Non sensitive data may not require full blown security measures like sensitive data. However, it should still be stored securely, so that only those who need access have it. This is good practise for handling data.
Sensitive data, once transferred should be placed in some kind of secure location including security measures. This could be research environment, such as a 'Safe Haven ‘or equivalent trusted secure platform. Depending on the storage method, this may need to be deployed/ set up beforehand so be sure to establish a need for this (or not) early on.
Following the Turing’s 'Safe Haven' Model of secure research environments, there are various security measures that can be implemented depending on the sensitivity of the contents. These can include restrictions on internet access, packages, and copy and paste functions from within the environment. The more restrictions in place from within the environment, the slower it will be for researchers to work on the project. It is therefore essential that only necessary measures are in place. Researchers and the data provider should agree beforehand on how sensitive the project is, as well as what security measures should be present.
# Ethics Assessment
In most academic institutions it is necessary for incoming projects to go through some kind of ethics application and approval process. Even if this is not a requirement, the ethics assessment principals should be applied to the project.

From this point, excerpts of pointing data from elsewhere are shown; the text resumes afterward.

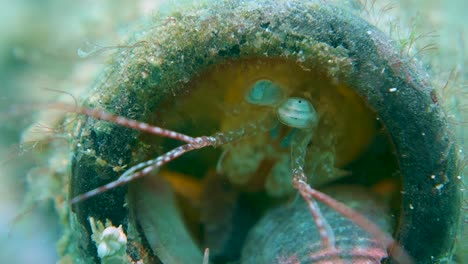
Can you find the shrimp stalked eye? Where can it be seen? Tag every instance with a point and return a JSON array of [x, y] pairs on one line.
[[285, 97], [298, 113], [265, 93]]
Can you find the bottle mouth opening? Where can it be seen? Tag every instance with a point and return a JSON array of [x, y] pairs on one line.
[[233, 186]]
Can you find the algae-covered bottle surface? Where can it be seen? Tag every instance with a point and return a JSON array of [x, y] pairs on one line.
[[241, 132]]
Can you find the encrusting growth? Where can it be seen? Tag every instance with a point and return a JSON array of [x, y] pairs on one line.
[[294, 112]]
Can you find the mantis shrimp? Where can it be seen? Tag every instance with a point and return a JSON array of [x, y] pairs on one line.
[[300, 118]]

The ethics application and approval process should be integrated into the thinking about the project, rather than administrative box ticking. The ethics process is to be completed by the academics working on the project with scientific insight rather that research project managers.
Academics must collate the required information . If more information is required for a full ethics assessment, it is the academics responsibility to obtain this from collaborators.
The core ethical questions to be considered are below, the function of each is to identify risks and inform how the research plans to minimise or eliminate those risks regarding: :
* What the ethical implications of the project?
* How was the data collected?
* How was consent obtained for collecting the data?
* Will any issues of privacy & security arise from the project or resulting outputs?
* How does the project plan on keeping the data private & secure?
# Impact planning
It is important to consider what will happen post project so that the work doesn't end up in the drawer. This should be done as the project is being designed as it might influence tools used. Start with the end in mind so that when the project finishes, plan are in place to do it justice ensuring findings will be put to meaningful use.
Channels for ensuring longevity might include:
* Planning follow on projects, could the work undertaken lead on to a bigger follow on project? If so, who might this be relevant to, are there relevant research groups or academics that could be approached?
* Publishing, can the work be published after the project is complete? If the project contains sensitive information and data, can a version be published that omits the sensitive information? This will maximise impact to the scientific research community. But be careful that redaction does not alter the overall narrative. Again, a consideration at project proposal stage.
* Exposure, how will the work be published to reach the widest audience, are there relevant newsletters or bulletins that it could be included in? Or social media groups that the work could be shared via?
* Formatting, if the work or code can be shared, could the format be designed so that it is a compatible as possible with a wide audience. For example by using widely used and accessible tools rather than specific paid for versions.